La lecture du parc complète l'analyse : environ 236 logements occupés par leur propriétaire, de l'ordre de 265 maisons individuelles, 161 diagnostics publiés pour 1 000 résidences principales. Ce volume ne préjuge d'aucune éligibilité individuelle : il indique seulement où se concentrent, à Pujo, les situations où le scénario décrit sur cette page a le plus de chances d'être pertinent.
L'arbitrage financier se joue ensuite sur le barème : pour « Ma Prime Logement Décent bailleur à Pujo », un ménage très modeste mobilise jusqu'à 32 000 €, un ménage modeste 24 000 €, un ménage intermédiaire 18 000 € et un ménage aux revenus supérieurs 4 000 € sur l'assiette de 40 000 € HT. À deux classes gagnées, l'assiette redescend à 30 000 € HT et les montants suivent dans la même proportion.

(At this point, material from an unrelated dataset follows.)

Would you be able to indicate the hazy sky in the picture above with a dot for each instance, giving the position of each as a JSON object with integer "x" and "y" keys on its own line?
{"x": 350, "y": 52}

Sur la durée de vie de l'ouvrage, la remise à niveau d'un logement mis en location à Pujo suppose les critères de décence et un engagement de loyer maîtrisé maintenu dans le temps. Rapporté à vingt ans d'usage, le poste chiffré à 4 187 500 € revient à 209 375 € par an avant aides, montant à mettre en regard de l'économie de facture et non du seul prix d'achat.
Le relais de proximité compte autant que le barème national : à Pujo est rattachée à CC Adour Madiran. Les conseillers France Rénov' de ce périmètre valident la cohérence du projet de la remise à niveau d'un logement mis en location et signalent les dispositifs locaux cumulables.

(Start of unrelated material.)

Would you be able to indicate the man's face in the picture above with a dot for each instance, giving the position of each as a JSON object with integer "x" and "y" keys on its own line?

Contexte urbain à Pujo : 274 résidences principales pour 671 habitants. Sur la remise à niveau d'un logement mis en location, cela se traduit par des contraintes d'accès, d'occupation temporaire du domaine public et de livraison qui pèsent réellement sur le prix final.
Dans l'ordonnancement du chantier à Pujo, la remise à niveau d'un logement mis en location mobilise un opérateur agréé par l'Anah pendant cinq à neuf mois. Cette durée se cale entre l'audit préalable et la mise en service du générateur : la déplacer en fin de chantier oblige presque toujours à reprendre des interfaces déjà refermées.
Quatre barèmes, quatre plans de financement à Pujo : 32 000 € (bleu), 24 000 € (jaune), 18 000 € (violet) et 4 000 € (rose) sur 40 000 € HT. Le chiffrage de la remise à niveau d'un logement mis en location ne prend son sens qu'une fois cette catégorie déterminée.
Le rythme local de diagnostic se lit dans les chiffres publics : 161 DPE pour 1 000 résidences principales à Pujo (44 au total). Ce niveau d'activité fixe les délais réels de un opérateur agréé par l'Anah et donc la date de démarrage possible pour la remise à niveau d'un logement mis en location.
Le parc local commande la faisabilité : sur 274 résidences principales, on estime 265 maisons individuelles (97 %) à Pujo. La vacance du logement pendant les travaux lourds y devient l'arbitrage dominant, bien avant le choix de matériau, pour la remise à niveau d'un logement mis en location.